What we’re building now — detailed

A deeper look at the current fetcher, the exact fields we collect, and how those fields turn into prop evaluation.

Current state of the fetcher

truth_poc.py is our “truth-layer” fetcher. It is intentionally small and auditable. Its job is to:

  • Take a date (YYYY-MM-DD) and pull that day’s NBA games.
  • For each game, pull player box score rows (minutes + key stats).
  • Optionally pull play-by-play (event log) for deeper derived metrics later.
  • Write everything into a local SQLite database in canonical tables.

Right now, the script is productionized enough for small test pulls (1–2 games) and is being hardened for safe re-runs and larger backfills.

What data we’re gathering (today)

The fetcher writes three canonical tables.

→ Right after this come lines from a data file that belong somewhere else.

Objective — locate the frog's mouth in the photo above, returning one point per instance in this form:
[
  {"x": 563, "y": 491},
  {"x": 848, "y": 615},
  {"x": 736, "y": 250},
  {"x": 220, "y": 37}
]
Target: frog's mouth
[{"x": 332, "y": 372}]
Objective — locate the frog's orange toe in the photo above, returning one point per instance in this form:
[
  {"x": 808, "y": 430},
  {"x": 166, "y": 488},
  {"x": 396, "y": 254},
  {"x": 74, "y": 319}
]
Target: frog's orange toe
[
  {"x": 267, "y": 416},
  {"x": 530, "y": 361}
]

These are the “truth spine” we’ll join against odds/props later.

1) canonical_schedule_rest

One row per game per capture timestamp. Key columns:

  • captured_time_utc
  • game_id
  • raw_game_date
  • start_time_utc
  • home_team_id
  • away_team_id
  • source
  • requested_date

2) canonical_box_score

One row per player stat line per game. Key columns:

  • captured_time_utc
  • game_id
  • team_id
  • player_id
  • minutes
  • points
  • rebounds
  • assists
  • threes_made
  • steals
  • blocks
  • turnovers
  • source

Why this matters for props: minutes + production are the starting point for every prop model. Minutes are the volume lever; per-minute rates are the efficiency lever.

3) canonical_pbp

One row per play-by-play event (optional). Key columns:

  • captured_time_utc
  • game_id
  • event_num
  • period
  • clock
  • event_type
  • score
  • description
  • source
  • raw_json

Why PBP matters: it allows deeper features later (usage proxies, possession timing, lineup segments, foul trouble effects, etc.). We keep raw_json to stay forward-compatible as upstream schemas evolve.

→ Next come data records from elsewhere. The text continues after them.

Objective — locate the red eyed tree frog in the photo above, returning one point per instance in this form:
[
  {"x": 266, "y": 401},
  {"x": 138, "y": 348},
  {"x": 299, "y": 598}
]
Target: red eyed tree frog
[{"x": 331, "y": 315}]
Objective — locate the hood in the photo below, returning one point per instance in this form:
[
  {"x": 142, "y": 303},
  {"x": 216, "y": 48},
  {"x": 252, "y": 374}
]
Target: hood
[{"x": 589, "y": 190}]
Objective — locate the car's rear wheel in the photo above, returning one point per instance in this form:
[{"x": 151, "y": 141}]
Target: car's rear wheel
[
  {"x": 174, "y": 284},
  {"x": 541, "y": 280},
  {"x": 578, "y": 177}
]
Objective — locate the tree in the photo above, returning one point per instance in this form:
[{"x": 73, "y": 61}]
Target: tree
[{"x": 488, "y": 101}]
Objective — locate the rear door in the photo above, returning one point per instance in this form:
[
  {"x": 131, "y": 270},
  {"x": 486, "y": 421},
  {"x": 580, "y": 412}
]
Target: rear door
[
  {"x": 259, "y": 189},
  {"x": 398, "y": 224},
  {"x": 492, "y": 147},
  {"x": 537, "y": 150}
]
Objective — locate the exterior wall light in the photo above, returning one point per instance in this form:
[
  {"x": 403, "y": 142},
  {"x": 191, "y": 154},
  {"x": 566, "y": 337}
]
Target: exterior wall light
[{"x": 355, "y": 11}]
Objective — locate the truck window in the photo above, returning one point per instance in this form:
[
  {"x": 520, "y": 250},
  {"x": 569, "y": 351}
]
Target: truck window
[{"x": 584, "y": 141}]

Command to run (developer-friendly)

Jeffrey can paste this in any Python environment after installing deps:

python truth_poc.py --date 2025-12-15 --max-games 1 --db pilot.sqlite --pbp-mode nba_api --sleep 1.5

Tip: If you re-run often, use a new DB filename per run or apply the idempotency patch so reruns don’t collide on primary keys.

How we use these tables to build a prop model

The canonical tables are not the model themselves — they are the data substrate. The modeling pipeline will:

  1. Compute baseline rates (e.g., points per minute, assists per minute) from historical box scores.
  2. Project minutes for the upcoming game (recent minutes + role + rotation changes).
  3. Adjust for context: pace, rest, home/away, injuries/usage shifts, matchup factors (lightly).
  4. Generate a distribution of outcomes (not just a point estimate) so we can price “over/under” lines.
  5. Compare to market once we ingest sportsbook odds/lines snapshots; compute EV and only recommend when edge is meaningful.